Thursday, April 9, 2015

Even if you aren't a fan of rowing... worth a dive between these pages

This book has a lot of things going for it, IMHO.  I don't read a lot of non fiction books, but it seems that when I do, they are about sports.  I believe in the power of sport (whatever one happens to float your boat), and what can happen through and as a result of sport for both individuals and communities.

There are many different ways that you could speak about this book.  This group of young men that came together in Seattle to become the victorious crew in the Berlin Olympics of 1936 is inspiring.  That they managed their feat with the backdrop of the great depression, and then the rise of Hitler adds yet another layer.  That this was a west coast team with humble roots that emerged victorious, is yet another element to this Olympic tale of resilience, perseverance, and team work.

This is a great book.  It is one I may purchase so all my boys can read it at a later date.  Brown really captures something about the time, about the West Coast, about rowing, and even offers a different viewpoint in to Germany in the 1930s.  As someone who read a lot of Holocaust literature, this provides a different lens to viewing Germany and a new entry point in to the history from a different point of view. This is also about the poetry of being on the water, of growing together in to a team, and about what happens to individual when they persevere in the face of difficulty. Each chapter starts with a quote from George Pocock, and I actually read them. Many of them are quietly profound.  There heartbreaking moments in this novel, and moments that lift your heart.  What more can you hope for from a book?  Definitely an inspiring read, and well worth your time to read.

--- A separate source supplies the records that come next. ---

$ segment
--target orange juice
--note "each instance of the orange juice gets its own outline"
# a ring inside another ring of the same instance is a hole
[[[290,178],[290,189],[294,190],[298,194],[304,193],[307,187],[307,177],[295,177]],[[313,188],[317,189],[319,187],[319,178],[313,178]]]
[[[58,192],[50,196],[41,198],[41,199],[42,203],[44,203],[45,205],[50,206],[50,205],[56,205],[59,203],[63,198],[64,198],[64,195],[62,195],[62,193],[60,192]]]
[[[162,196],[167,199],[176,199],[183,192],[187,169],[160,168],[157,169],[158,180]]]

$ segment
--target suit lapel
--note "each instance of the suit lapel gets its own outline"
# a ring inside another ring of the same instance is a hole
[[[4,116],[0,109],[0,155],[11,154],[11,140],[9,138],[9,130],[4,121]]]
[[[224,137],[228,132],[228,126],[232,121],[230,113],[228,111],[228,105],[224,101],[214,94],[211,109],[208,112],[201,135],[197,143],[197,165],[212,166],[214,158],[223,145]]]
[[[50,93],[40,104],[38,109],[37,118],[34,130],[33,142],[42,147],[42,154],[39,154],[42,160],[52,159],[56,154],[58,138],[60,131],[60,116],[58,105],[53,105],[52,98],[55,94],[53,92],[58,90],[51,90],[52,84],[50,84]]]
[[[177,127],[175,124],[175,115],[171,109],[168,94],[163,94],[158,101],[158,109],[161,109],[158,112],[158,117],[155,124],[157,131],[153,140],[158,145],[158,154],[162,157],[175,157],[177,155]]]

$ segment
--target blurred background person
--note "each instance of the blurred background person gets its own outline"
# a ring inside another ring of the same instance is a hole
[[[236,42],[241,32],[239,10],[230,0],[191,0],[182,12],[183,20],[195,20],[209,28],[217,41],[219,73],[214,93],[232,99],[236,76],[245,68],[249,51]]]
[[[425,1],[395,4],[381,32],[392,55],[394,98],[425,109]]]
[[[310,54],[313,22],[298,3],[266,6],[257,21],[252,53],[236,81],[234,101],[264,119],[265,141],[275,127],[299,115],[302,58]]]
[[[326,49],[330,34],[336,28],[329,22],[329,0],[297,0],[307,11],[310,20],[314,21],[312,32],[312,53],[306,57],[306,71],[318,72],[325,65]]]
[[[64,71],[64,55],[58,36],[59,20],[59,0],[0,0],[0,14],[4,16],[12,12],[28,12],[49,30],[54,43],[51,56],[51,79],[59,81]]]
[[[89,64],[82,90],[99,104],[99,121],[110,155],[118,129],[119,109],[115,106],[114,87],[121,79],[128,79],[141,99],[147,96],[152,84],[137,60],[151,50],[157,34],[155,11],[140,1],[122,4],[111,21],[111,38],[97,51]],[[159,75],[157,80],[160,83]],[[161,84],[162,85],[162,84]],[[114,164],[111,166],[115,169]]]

I do think that we stumble on the right books, at the right time.  Sometimes for entertainment, and sometimes for more obscure reasons (such as lessons we need to learn or new thoughts to have bloom in our imagination).  This book is inspiring.  It is a quick read, it easily weaves a few personal stories with the larger picture.  For me, I remember being an undergraduate and wishing that I had the courage to go up to the rowing table and join the club.  I loved to row (just a plain old rowboat) when I was a kid visiting my grandparents in Sechelt, and to canoe, and I just didn't have the gumption at the time to walk up to that table.  I wish I did, but looking back, hockey was starting to figure pretty big in my life at the time, and I don't think I would have had the time for both sports.  I did dragon boating for three years, which already feels like a lifetime ago, and I loved it.  What I would like to do next is outrigger.  My goals for 2015 would be to get myself out paddle boarding in White Rock at least once this year, and to figure out how I can get myself out on the water in my local community.  I don't see hockey happening for me anytime soon, and perhaps this is the time to get back out on a boat.  In this way, this book has been a reminder for me, the peace that I feel out on the water, and the satisfying feeling of being with a team that has accomplished something physical together.  For me, there is also the lessons about working together as a team, of finding your "swing" as a group, and about giving yourself up to trusting your team.  This can be about anything in life, even your closest friendships, family, and your spouse.  It is also about the investment of time in to yourself, and the people that are part of your team.  This for me is especially true when I think about work and the people around me.  We haven't always gotten along, and there are times when I could say that things weren't well.  There is also something equally to be said about when you stick it out and persevere, time passes, and you are able to work through the challenges and get to somewhere you would never have ended up if things had always been 'sunshine and rainbows'.